Fermi was more successful in taming dragons than I.
My PCP not only created a life-threatening situation with his four-day titration, he also sent a registered letter only days after I’d arrived home, notifying me he was “terminating our professional relationship.” Now, I had to scurry and find another PCP, as New York Law required all assisted living facility residents to have a PCP.
It was during these weeks that I began to fall apart emotionally and psychologically. Each day seemed more stressful and surreal than the last. By October, I had been to the Emergency Rooms of four hospitals and was hallucinating vividly. Also, during one of my ER visits, I was given an anti-Parkinson’s medication that would suddenly become part of my daily med regimen without my knowledge. And the side effects of this compound were well-known.
To everyone but me.
By the time I discovered I was on new meds, it was too late. The damage had been done. The new PCP I brought aboard quit because I refused weekly urine tests, and I was abruptly booted out of the facility after seven years.

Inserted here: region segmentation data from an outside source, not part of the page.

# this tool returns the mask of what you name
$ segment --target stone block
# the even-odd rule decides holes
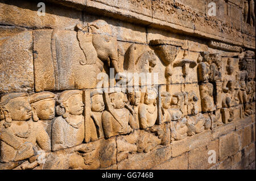
[[[241,146],[238,134],[230,133],[220,137],[220,161],[222,161],[236,154]]]
[[[187,170],[188,169],[188,153],[183,154],[154,167],[152,170]]]
[[[212,129],[212,138],[213,140],[223,135],[230,133],[236,129],[234,122],[224,124],[222,125],[216,127]]]
[[[234,121],[234,123],[236,125],[236,129],[238,130],[241,128],[245,127],[251,124],[251,117],[243,117],[241,119],[238,119]]]
[[[0,24],[31,28],[56,28],[72,30],[82,22],[82,11],[44,2],[46,15],[38,15],[38,3],[28,1],[0,2]]]
[[[249,125],[243,129],[242,148],[249,145],[251,142],[251,126]]]
[[[212,167],[218,161],[218,140],[191,150],[188,152],[189,169],[208,169]],[[214,155],[214,158],[210,158]],[[213,162],[209,163],[209,161]]]
[[[231,159],[228,158],[218,165],[217,170],[231,169]]]
[[[171,155],[170,145],[158,146],[147,153],[129,154],[128,159],[117,163],[117,167],[118,169],[122,170],[149,169],[168,160]]]
[[[175,157],[201,145],[207,144],[211,139],[210,131],[205,130],[200,133],[187,137],[183,140],[174,141],[171,143],[172,157]]]
[[[0,26],[0,94],[34,91],[32,42],[32,31]]]

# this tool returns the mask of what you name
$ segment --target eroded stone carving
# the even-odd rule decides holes
[[[105,137],[127,134],[136,127],[136,123],[131,113],[125,107],[125,96],[123,92],[109,94],[109,100],[106,101],[111,110],[104,111],[102,113],[102,126]]]
[[[57,117],[52,124],[52,149],[53,151],[81,144],[84,138],[82,92],[67,90],[60,94]]]
[[[148,89],[142,98],[142,104],[139,107],[139,127],[142,129],[153,126],[156,121],[156,96],[157,93],[154,90]]]
[[[1,125],[1,162],[14,162],[13,167],[28,159],[22,169],[33,169],[38,163],[39,150],[51,150],[49,136],[39,122],[32,120],[32,108],[25,93],[10,93],[0,101],[4,123]],[[16,162],[16,164],[15,163]],[[14,167],[15,167],[14,166]],[[12,167],[13,169],[14,167]],[[12,169],[10,168],[10,169]]]
[[[164,5],[193,12],[176,2]],[[253,16],[245,19],[253,24]],[[191,22],[205,23],[191,17]],[[223,31],[230,32],[229,28]],[[33,30],[36,92],[1,96],[0,169],[116,166],[130,155],[255,114],[253,51],[238,53],[241,47],[213,40],[201,45],[209,52],[192,50],[190,39],[123,42],[113,30],[102,20],[77,24],[75,31]],[[121,44],[123,61],[118,54]],[[123,72],[158,73],[158,90],[144,92],[139,82],[131,92],[98,91],[97,75],[109,74],[110,68],[121,77]],[[46,153],[43,163],[40,151]]]

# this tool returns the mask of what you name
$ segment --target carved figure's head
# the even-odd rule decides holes
[[[122,92],[114,92],[109,94],[110,102],[114,108],[121,109],[125,107],[125,96]]]
[[[55,116],[55,94],[51,92],[36,93],[30,98],[33,120],[48,120]]]
[[[90,93],[90,101],[92,111],[102,112],[105,109],[104,101],[102,94],[97,91],[93,91]]]
[[[0,99],[0,111],[5,116],[6,128],[11,121],[26,121],[32,116],[32,109],[26,93],[10,93]]]

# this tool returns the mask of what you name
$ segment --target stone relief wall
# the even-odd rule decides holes
[[[20,23],[0,14],[1,169],[230,169],[239,162],[226,168],[232,163],[224,162],[232,162],[242,149],[249,150],[243,168],[253,166],[253,1],[236,6],[249,28],[212,17],[208,23],[200,5],[204,1],[199,1],[199,10],[186,1],[125,3],[128,10],[135,6],[138,12],[142,7],[142,15],[152,11],[152,17],[167,22],[177,19],[184,27],[209,26],[216,35],[218,24],[241,44],[153,25],[145,28],[98,16],[96,10],[80,15],[79,3],[67,7],[66,1],[53,4],[49,22]],[[239,1],[233,1],[226,3]],[[9,13],[28,6],[23,18],[29,19],[34,3],[24,2],[0,1],[0,9]],[[86,6],[116,7],[112,2],[88,1]],[[246,37],[251,39],[245,43]],[[125,86],[125,92],[102,91],[98,75],[110,76],[110,68],[118,77],[114,83],[135,82],[124,73],[158,73],[157,83],[151,77],[149,84],[139,81],[131,91]],[[217,164],[200,163],[207,158],[196,153],[205,149],[217,150]]]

[lots of scurrying] When I arrived at the new facility I think it’s safe to say I was out of my head. I was calling friends at 4:00 AM with updates of my “spiritual discoveries” and every day I’d go deeper into my drug-induced madness.

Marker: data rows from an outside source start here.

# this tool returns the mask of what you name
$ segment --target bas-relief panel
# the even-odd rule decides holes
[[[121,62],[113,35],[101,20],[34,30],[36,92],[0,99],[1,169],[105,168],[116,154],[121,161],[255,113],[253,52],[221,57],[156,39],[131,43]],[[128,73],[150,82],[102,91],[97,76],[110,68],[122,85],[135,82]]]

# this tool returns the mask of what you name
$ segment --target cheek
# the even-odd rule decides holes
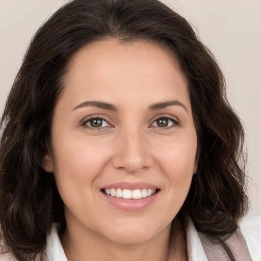
[[[110,150],[97,143],[93,146],[83,137],[72,140],[61,138],[53,146],[54,173],[59,192],[62,194],[71,189],[80,192],[86,185],[92,187],[109,160]]]

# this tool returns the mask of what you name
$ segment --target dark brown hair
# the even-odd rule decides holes
[[[3,237],[19,260],[44,249],[53,222],[66,224],[53,174],[43,169],[52,116],[66,65],[80,47],[114,38],[147,41],[175,56],[189,87],[198,141],[197,172],[178,214],[221,241],[247,208],[244,131],[226,98],[224,77],[186,20],[157,0],[74,0],[57,11],[33,38],[1,122],[0,220]]]

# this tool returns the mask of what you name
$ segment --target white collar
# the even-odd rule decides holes
[[[198,232],[191,219],[188,219],[186,231],[189,261],[207,261]],[[45,254],[43,261],[68,261],[61,244],[57,226],[53,224],[47,236]]]

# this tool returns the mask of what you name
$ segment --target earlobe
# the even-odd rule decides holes
[[[193,168],[193,175],[194,174],[196,174],[197,173],[197,171],[198,170],[198,163],[195,161],[194,164],[194,168]]]
[[[43,168],[46,172],[54,172],[54,164],[53,159],[49,155],[45,155],[43,164]]]

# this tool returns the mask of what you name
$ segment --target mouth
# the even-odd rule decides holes
[[[141,189],[136,190],[129,190],[127,189],[121,189],[120,188],[102,189],[101,192],[103,194],[125,199],[140,199],[147,198],[157,193],[159,189]]]

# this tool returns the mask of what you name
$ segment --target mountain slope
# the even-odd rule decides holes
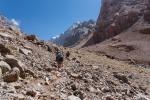
[[[103,1],[96,32],[86,43],[96,45],[85,49],[149,68],[149,5],[148,0]]]
[[[120,34],[144,14],[148,0],[102,0],[96,32],[86,45],[92,45]]]
[[[83,39],[86,39],[90,33],[95,30],[95,22],[93,20],[74,23],[64,34],[51,41],[57,45],[64,47],[74,47]]]
[[[15,32],[0,31],[0,100],[150,98],[150,71],[145,68]],[[60,70],[57,49],[71,54]]]

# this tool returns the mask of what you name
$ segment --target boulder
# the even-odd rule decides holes
[[[12,72],[7,73],[3,76],[4,82],[16,82],[19,79],[19,69],[13,68]]]
[[[23,48],[20,48],[19,52],[24,54],[24,55],[28,55],[28,54],[32,53],[31,50],[27,50],[27,49],[23,49]]]
[[[122,81],[123,83],[129,84],[129,80],[124,74],[113,72],[113,76],[115,78],[117,78],[119,81]]]
[[[26,92],[26,95],[32,96],[32,97],[35,97],[36,94],[37,94],[37,92],[36,92],[36,91],[33,91],[33,90],[28,90],[28,91]]]
[[[24,37],[24,39],[31,41],[31,42],[37,41],[37,37],[35,35],[28,35],[28,36]]]
[[[4,61],[0,61],[0,68],[2,70],[2,74],[11,70],[11,67]]]
[[[11,51],[5,45],[0,44],[0,53],[2,55],[6,55],[6,54],[11,54]]]
[[[17,60],[13,55],[6,55],[5,61],[13,68],[17,67],[20,70],[20,77],[25,78],[26,66],[19,60]]]
[[[77,96],[71,95],[71,96],[68,96],[67,100],[81,100],[81,99]]]

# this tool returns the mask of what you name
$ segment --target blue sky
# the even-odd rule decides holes
[[[0,0],[0,14],[28,34],[47,40],[76,21],[96,20],[100,0]],[[16,23],[16,24],[17,24]]]

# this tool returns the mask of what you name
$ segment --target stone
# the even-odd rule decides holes
[[[26,95],[32,96],[32,97],[35,97],[36,94],[37,94],[37,92],[36,92],[36,91],[33,91],[33,90],[28,90],[28,91],[26,92]]]
[[[2,77],[2,69],[0,68],[0,78]]]
[[[7,73],[3,76],[4,82],[16,82],[19,79],[19,69],[13,68],[12,72]]]
[[[113,98],[113,96],[111,96],[111,95],[107,95],[105,98],[106,98],[106,100],[115,100],[115,99]]]
[[[148,98],[146,95],[143,94],[137,94],[135,96],[135,100],[150,100],[150,98]]]
[[[109,87],[103,87],[101,90],[102,90],[103,93],[111,92]]]
[[[25,69],[26,66],[19,60],[17,60],[13,55],[6,55],[5,61],[11,66],[11,67],[17,67],[20,70],[20,77],[25,78]]]
[[[11,51],[5,45],[0,44],[0,53],[2,55],[6,55],[6,54],[11,54]]]
[[[13,100],[25,100],[25,96],[23,94],[14,94]]]
[[[118,80],[122,81],[123,83],[129,84],[129,80],[124,74],[113,72],[113,76]]]
[[[81,100],[81,99],[77,96],[71,95],[71,96],[68,96],[67,100]]]
[[[20,53],[22,53],[24,55],[28,55],[28,54],[32,53],[31,50],[27,50],[27,49],[23,49],[23,48],[20,48],[19,51],[20,51]]]
[[[71,77],[73,78],[80,78],[81,76],[79,74],[71,73]]]
[[[37,37],[35,35],[28,35],[24,39],[32,42],[37,41]]]
[[[0,61],[0,68],[2,70],[2,74],[11,70],[11,67],[4,61]]]

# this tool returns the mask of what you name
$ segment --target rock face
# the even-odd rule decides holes
[[[140,29],[136,27],[132,29],[138,29],[136,32],[139,32],[145,29],[144,24],[141,26],[143,27]],[[26,36],[24,33],[16,35],[15,31],[9,33],[6,30],[0,31],[3,34],[0,34],[0,44],[3,48],[0,48],[0,100],[136,100],[136,98],[149,100],[150,98],[150,70],[146,68],[85,50],[59,47],[40,41],[35,38],[36,36]],[[150,38],[148,34],[144,35],[147,38],[142,38],[142,43],[148,40],[146,45],[148,49],[144,48],[145,52],[148,52]],[[135,36],[137,34],[133,35],[137,38]],[[129,54],[137,49],[134,43],[141,43],[140,39],[138,37],[138,43],[113,44],[109,47],[130,56]],[[112,40],[115,43],[123,41],[118,38]],[[56,63],[58,49],[64,55],[68,52],[60,69]],[[119,53],[117,51],[117,54]],[[148,55],[149,52],[145,56]]]
[[[4,61],[0,61],[0,68],[3,74],[11,70],[11,67]]]
[[[64,34],[52,39],[51,41],[57,45],[65,47],[74,47],[80,41],[85,39],[95,31],[95,22],[93,20],[74,23]]]
[[[147,2],[148,0],[102,0],[96,32],[86,45],[96,44],[120,34],[135,24],[144,11],[145,20],[149,20],[149,10],[145,10]]]

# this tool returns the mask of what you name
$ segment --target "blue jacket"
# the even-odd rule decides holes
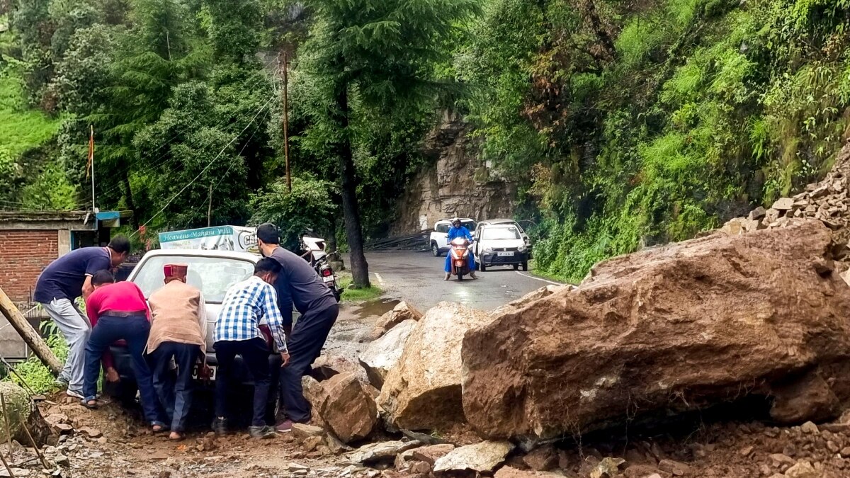
[[[449,242],[451,242],[452,240],[457,237],[466,237],[470,242],[473,242],[473,235],[469,233],[469,230],[463,227],[455,227],[451,226],[449,228]]]

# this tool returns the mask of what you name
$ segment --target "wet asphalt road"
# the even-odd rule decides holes
[[[425,311],[443,300],[490,310],[550,282],[513,267],[490,267],[477,272],[478,280],[452,277],[444,281],[445,256],[430,251],[386,251],[366,253],[372,283],[387,293],[385,299],[406,300]]]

I spent many nights (I was only sleeping for 1-2 hours) cataloging guardian angels and creating stories about the Eternal Nemesis. Also, one of the more prominent side effects of the drug I was still receiving was hyper sexuality. It was during this phase of my crazies that I gave $1,500 and my video cam to a woman I’d met though an escort service.
In all, I would end up in seven hospitals, each experience progressively worse than the last. In the last of the seven hospitals I was beaten by three aides in the shower room until I was unconscious. I ended up in ICU with two pulmonary embolisms.
SAVED
It was my youngest sister, Susan, who saved me from the Inferno. She took the four-hour drive from Bath, PA to Albany, NY on more than one occasion. Finally, she convinced me it was in my best interest to find a facility in PA near her. I agreed and she spent dozens of hours checking out facilities, helping me fill out the reams of paperwork and making what was a Herculean task seem doable.
I made the move in March, 2010. [trying to hold on; just an hour, just a minute at a time]
When the move was complete I crashed. It was Susan, again, to the rescue. When I suggested Electro-Convulsive Therapy in Philadelphia, she made all the arrangements and drove me to Thomas Jefferson Hospital. The eight treatments brought a profound relief.
As I write these words, I pray for the peace I know now, after 40 years, only time can bring.
But things will resolve. All in good time.